Un desubicado más, pensé. Conduje a mi trabajo, bajé y desinfecté mis cosas; tomé asiento en la recepción. Constantemente me distraigo con los sonidos de ambulancias, las hojas que revolotean entre sí y las máquinas del piso de arriba.

 «¿Disculpe?».

Recuerdo tu cara, eres el que me habló en el semáforo en rojo de Tolsá. Preguntas por una tal Sonia López y te informo que se encuentra en el quirófano del doctor Guel. Me agradeces, doblemente.
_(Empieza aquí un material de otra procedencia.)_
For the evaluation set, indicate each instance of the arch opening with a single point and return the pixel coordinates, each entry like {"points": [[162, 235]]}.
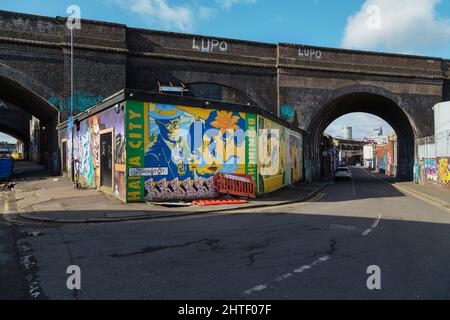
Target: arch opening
{"points": [[372, 103], [29, 117]]}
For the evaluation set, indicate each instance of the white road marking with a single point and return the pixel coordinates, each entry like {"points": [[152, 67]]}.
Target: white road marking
{"points": [[374, 225], [256, 289], [302, 269]]}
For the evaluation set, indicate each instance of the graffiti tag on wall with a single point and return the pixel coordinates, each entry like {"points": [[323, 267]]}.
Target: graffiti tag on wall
{"points": [[310, 53], [444, 171], [209, 45], [81, 101]]}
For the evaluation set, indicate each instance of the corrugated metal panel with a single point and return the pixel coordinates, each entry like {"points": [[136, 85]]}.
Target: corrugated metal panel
{"points": [[442, 117]]}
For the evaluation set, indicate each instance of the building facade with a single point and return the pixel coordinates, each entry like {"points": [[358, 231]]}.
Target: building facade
{"points": [[156, 147]]}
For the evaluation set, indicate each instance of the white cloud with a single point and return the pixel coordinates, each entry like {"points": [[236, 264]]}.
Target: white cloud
{"points": [[226, 4], [401, 26], [363, 125], [160, 12]]}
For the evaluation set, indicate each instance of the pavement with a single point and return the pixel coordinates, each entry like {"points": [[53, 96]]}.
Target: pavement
{"points": [[52, 199], [435, 194], [323, 248]]}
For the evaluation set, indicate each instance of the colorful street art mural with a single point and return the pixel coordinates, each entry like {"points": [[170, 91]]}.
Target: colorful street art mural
{"points": [[431, 171], [35, 139], [175, 151], [86, 149], [444, 172], [280, 154], [165, 152]]}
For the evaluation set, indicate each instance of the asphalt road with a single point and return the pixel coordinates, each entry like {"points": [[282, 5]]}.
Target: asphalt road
{"points": [[315, 250]]}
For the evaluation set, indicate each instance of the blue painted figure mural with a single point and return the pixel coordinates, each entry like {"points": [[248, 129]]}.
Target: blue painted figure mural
{"points": [[190, 146]]}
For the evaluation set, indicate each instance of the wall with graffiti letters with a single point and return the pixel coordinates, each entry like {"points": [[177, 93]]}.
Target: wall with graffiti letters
{"points": [[171, 152], [174, 152], [433, 171], [86, 149], [35, 140], [281, 156]]}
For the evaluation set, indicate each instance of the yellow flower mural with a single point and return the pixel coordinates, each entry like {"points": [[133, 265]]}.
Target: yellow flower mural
{"points": [[225, 121]]}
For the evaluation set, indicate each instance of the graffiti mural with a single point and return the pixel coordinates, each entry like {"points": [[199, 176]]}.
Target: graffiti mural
{"points": [[444, 172], [86, 149], [184, 148], [431, 171], [35, 139], [272, 159], [295, 158]]}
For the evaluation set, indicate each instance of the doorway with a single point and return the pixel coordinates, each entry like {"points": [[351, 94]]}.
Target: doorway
{"points": [[106, 159], [64, 156]]}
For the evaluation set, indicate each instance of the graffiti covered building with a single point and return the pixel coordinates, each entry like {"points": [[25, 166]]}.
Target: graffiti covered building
{"points": [[155, 147]]}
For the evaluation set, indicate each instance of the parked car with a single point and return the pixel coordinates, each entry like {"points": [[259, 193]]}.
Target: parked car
{"points": [[4, 154], [342, 173], [6, 166]]}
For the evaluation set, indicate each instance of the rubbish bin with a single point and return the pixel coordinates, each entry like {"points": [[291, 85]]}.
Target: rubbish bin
{"points": [[6, 168]]}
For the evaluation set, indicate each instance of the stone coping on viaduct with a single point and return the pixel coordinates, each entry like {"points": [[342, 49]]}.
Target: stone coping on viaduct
{"points": [[33, 30]]}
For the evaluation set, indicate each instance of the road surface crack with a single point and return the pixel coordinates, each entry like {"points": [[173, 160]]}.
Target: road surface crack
{"points": [[210, 242]]}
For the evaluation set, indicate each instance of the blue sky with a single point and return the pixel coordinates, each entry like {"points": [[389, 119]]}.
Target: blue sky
{"points": [[403, 26]]}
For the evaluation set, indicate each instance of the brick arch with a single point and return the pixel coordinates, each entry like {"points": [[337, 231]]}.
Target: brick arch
{"points": [[368, 99], [22, 90]]}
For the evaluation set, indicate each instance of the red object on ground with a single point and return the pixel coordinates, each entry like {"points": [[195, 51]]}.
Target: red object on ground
{"points": [[217, 202], [241, 185]]}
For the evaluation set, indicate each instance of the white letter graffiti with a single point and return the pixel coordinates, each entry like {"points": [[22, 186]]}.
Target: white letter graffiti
{"points": [[374, 281], [74, 280], [209, 46], [74, 20]]}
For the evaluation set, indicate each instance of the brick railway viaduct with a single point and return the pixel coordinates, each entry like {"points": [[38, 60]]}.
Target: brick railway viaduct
{"points": [[318, 84]]}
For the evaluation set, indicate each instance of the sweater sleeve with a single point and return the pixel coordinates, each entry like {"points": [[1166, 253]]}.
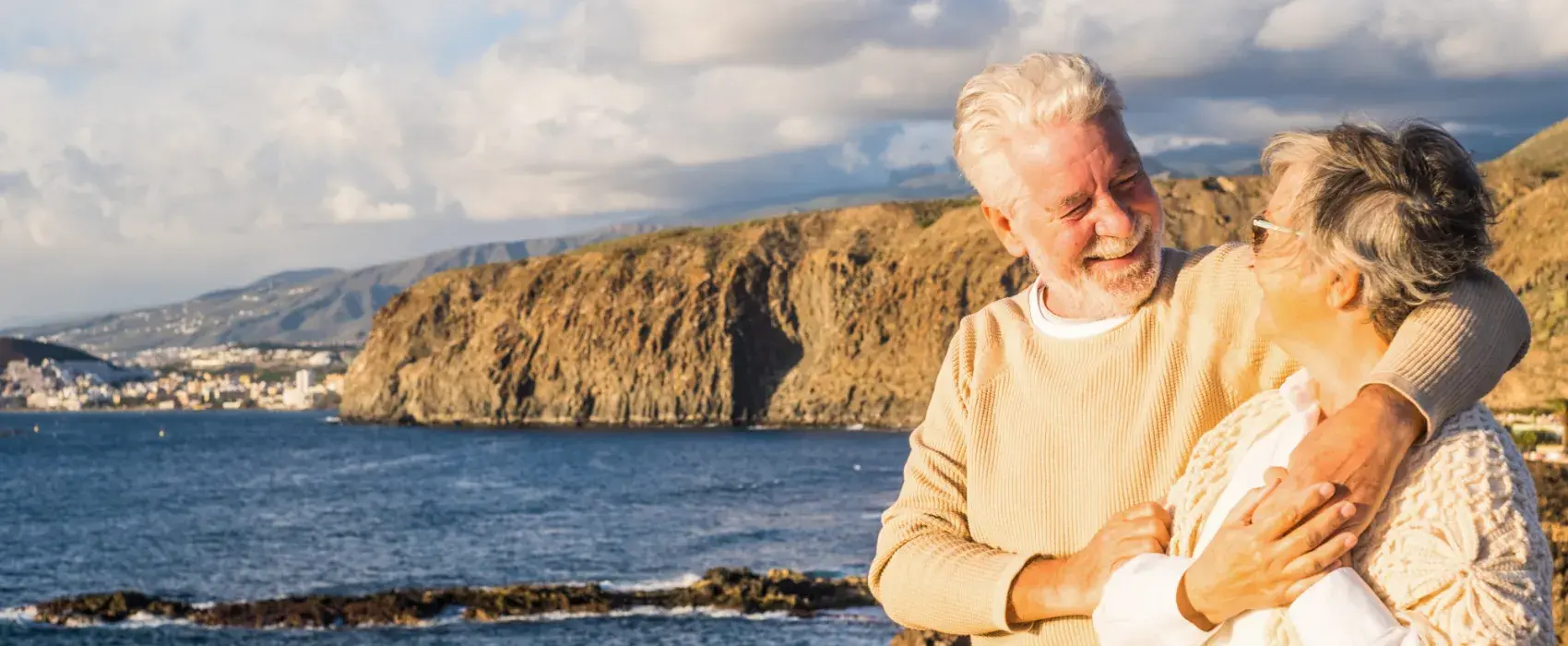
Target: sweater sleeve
{"points": [[1447, 354], [1458, 554], [1453, 352], [929, 572]]}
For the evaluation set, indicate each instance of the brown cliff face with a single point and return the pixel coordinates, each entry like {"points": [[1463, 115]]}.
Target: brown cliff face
{"points": [[822, 318]]}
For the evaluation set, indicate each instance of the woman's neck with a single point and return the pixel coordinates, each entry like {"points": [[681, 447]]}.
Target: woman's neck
{"points": [[1343, 363]]}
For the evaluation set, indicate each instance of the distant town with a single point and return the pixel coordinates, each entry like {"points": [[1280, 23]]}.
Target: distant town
{"points": [[277, 378]]}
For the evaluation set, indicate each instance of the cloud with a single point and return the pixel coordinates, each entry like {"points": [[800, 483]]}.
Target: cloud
{"points": [[185, 125]]}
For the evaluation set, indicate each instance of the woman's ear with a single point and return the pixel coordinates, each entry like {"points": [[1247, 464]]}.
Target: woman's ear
{"points": [[1003, 223], [1344, 292]]}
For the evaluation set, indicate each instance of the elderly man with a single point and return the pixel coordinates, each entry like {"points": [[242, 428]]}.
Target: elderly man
{"points": [[1061, 413]]}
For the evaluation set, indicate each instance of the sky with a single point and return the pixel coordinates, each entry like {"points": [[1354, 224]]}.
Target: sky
{"points": [[156, 150]]}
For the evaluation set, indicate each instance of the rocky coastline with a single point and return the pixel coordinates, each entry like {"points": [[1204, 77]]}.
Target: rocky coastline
{"points": [[721, 588]]}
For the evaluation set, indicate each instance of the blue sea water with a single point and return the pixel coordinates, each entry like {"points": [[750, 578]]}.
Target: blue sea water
{"points": [[250, 505]]}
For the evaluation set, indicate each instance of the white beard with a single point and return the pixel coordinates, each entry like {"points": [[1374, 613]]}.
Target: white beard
{"points": [[1111, 295]]}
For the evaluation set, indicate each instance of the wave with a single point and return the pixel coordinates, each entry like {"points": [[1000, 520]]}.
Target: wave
{"points": [[29, 615], [654, 583], [454, 616]]}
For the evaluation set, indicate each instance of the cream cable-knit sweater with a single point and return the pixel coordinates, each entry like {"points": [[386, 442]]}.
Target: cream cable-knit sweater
{"points": [[1457, 547], [1032, 442]]}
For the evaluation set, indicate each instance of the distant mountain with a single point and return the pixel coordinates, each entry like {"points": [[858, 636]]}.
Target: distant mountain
{"points": [[33, 352], [1211, 161], [325, 306], [331, 306]]}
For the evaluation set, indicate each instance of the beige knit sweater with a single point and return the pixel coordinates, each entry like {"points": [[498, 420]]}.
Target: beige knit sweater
{"points": [[1032, 442], [1457, 547]]}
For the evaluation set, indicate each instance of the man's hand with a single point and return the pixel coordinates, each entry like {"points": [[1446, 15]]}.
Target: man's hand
{"points": [[1359, 449], [1265, 562], [1071, 587]]}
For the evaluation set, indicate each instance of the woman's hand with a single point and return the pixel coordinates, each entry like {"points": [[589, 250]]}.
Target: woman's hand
{"points": [[1267, 562]]}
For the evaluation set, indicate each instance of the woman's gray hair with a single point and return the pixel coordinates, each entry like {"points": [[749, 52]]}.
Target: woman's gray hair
{"points": [[1407, 209]]}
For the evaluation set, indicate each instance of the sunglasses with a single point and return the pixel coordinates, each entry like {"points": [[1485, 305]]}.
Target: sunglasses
{"points": [[1261, 229]]}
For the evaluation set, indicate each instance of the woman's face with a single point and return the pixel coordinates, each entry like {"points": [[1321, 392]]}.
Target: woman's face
{"points": [[1296, 303]]}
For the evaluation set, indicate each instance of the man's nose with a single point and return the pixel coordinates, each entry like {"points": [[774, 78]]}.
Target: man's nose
{"points": [[1112, 220]]}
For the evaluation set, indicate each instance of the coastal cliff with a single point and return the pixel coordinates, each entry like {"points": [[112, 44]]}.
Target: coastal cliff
{"points": [[822, 318]]}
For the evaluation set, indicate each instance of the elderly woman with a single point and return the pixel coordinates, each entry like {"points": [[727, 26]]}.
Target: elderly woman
{"points": [[1363, 228]]}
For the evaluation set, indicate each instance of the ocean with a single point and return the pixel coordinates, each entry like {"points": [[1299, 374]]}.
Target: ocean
{"points": [[251, 505]]}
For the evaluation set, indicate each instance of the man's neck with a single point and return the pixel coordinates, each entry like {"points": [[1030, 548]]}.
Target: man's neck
{"points": [[1073, 307], [1341, 363]]}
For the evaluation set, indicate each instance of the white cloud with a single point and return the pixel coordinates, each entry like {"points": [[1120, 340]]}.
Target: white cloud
{"points": [[160, 126], [921, 143]]}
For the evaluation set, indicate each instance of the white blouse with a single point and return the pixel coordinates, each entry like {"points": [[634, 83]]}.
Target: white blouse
{"points": [[1139, 603]]}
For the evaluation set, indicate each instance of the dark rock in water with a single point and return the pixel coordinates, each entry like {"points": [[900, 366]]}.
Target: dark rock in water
{"points": [[741, 590], [911, 637], [109, 607]]}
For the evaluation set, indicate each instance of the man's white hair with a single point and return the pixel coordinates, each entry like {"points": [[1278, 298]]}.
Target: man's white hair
{"points": [[1007, 101]]}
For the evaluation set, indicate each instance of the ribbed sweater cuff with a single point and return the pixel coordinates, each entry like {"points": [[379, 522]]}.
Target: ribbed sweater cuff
{"points": [[1003, 569], [1413, 394]]}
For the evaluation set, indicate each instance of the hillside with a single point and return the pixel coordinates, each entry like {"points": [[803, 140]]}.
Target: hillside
{"points": [[1531, 184], [831, 317]]}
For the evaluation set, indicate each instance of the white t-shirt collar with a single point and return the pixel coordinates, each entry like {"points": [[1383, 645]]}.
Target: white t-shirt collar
{"points": [[1055, 327]]}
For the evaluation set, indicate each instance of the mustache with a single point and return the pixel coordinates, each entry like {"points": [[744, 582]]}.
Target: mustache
{"points": [[1102, 248]]}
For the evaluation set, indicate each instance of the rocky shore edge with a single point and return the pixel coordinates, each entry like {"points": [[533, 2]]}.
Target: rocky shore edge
{"points": [[723, 588]]}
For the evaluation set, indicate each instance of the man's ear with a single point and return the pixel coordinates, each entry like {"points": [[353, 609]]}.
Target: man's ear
{"points": [[1003, 224], [1344, 291]]}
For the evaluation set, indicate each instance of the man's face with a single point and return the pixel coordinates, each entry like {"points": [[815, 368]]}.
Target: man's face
{"points": [[1092, 223]]}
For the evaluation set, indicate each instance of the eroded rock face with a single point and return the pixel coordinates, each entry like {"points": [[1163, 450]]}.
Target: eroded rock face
{"points": [[822, 318], [741, 590]]}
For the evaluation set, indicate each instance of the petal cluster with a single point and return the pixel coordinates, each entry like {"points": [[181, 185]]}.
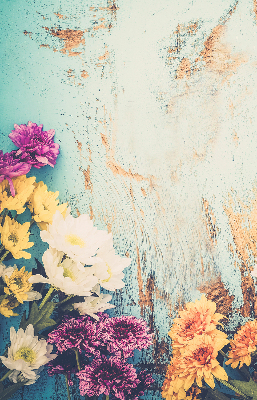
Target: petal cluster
{"points": [[36, 147], [27, 353]]}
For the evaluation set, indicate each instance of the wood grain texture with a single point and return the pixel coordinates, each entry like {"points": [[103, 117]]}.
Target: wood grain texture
{"points": [[154, 107]]}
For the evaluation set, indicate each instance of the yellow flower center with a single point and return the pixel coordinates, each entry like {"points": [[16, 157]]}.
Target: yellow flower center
{"points": [[75, 240], [109, 272], [67, 273], [26, 354], [13, 238]]}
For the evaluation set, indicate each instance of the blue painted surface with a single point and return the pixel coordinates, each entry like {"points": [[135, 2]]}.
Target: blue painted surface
{"points": [[144, 136]]}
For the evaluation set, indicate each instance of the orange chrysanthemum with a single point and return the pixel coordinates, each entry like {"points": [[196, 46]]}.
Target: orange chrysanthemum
{"points": [[197, 319], [243, 344]]}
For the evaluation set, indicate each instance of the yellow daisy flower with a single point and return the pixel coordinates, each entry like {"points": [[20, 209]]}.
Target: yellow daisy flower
{"points": [[7, 305], [43, 204], [23, 188], [18, 284], [15, 237]]}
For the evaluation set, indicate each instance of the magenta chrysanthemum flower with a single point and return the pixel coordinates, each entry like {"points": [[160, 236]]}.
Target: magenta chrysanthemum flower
{"points": [[36, 147], [107, 376], [10, 167], [145, 381], [125, 334], [80, 333], [64, 363]]}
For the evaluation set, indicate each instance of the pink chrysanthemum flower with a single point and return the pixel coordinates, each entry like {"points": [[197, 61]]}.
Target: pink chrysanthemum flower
{"points": [[80, 333], [108, 376], [36, 147], [11, 167], [125, 334]]}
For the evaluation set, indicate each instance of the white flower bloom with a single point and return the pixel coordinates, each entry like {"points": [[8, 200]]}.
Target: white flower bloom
{"points": [[17, 376], [26, 353], [94, 304], [68, 276], [8, 271], [76, 237], [110, 266]]}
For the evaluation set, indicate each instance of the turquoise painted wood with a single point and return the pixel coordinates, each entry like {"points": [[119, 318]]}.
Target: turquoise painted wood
{"points": [[154, 107]]}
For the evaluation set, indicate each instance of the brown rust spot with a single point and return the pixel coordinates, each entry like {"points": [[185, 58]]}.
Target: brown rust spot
{"points": [[216, 291], [72, 39], [84, 74], [184, 69], [217, 55], [243, 229], [210, 222]]}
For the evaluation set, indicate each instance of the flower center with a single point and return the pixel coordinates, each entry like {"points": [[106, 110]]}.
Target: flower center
{"points": [[75, 240], [67, 273], [109, 272], [13, 238], [26, 354]]}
Nuestros encuentros se volvieron constantes, hasta que decidí preguntar:

—¿Es tu mamá?

—No, es la hermana de mi mamá, osea mi tía… —respondiste entre risas nerviosas, decido acechar lo innombrable.

—¿Vives por aquí?

Yo sabía que no, pues me habías preguntado por la ruta, y así comenzó nuestra historia. Durante trece días, cortas conversaciones se convirtieron en una más larga. Tres meses después estoy en tu apartamento, el cual llevas rentando la misma cantidad de meses que nos conocemos. Una linda cena en un octavo piso. Desde aquí veo las grandes calles de Ciudad de México, inhalo, exhalo y poco a poco dejo de ver, pero mis oídos que aún funcionan solo escuchan un: «Disculpe».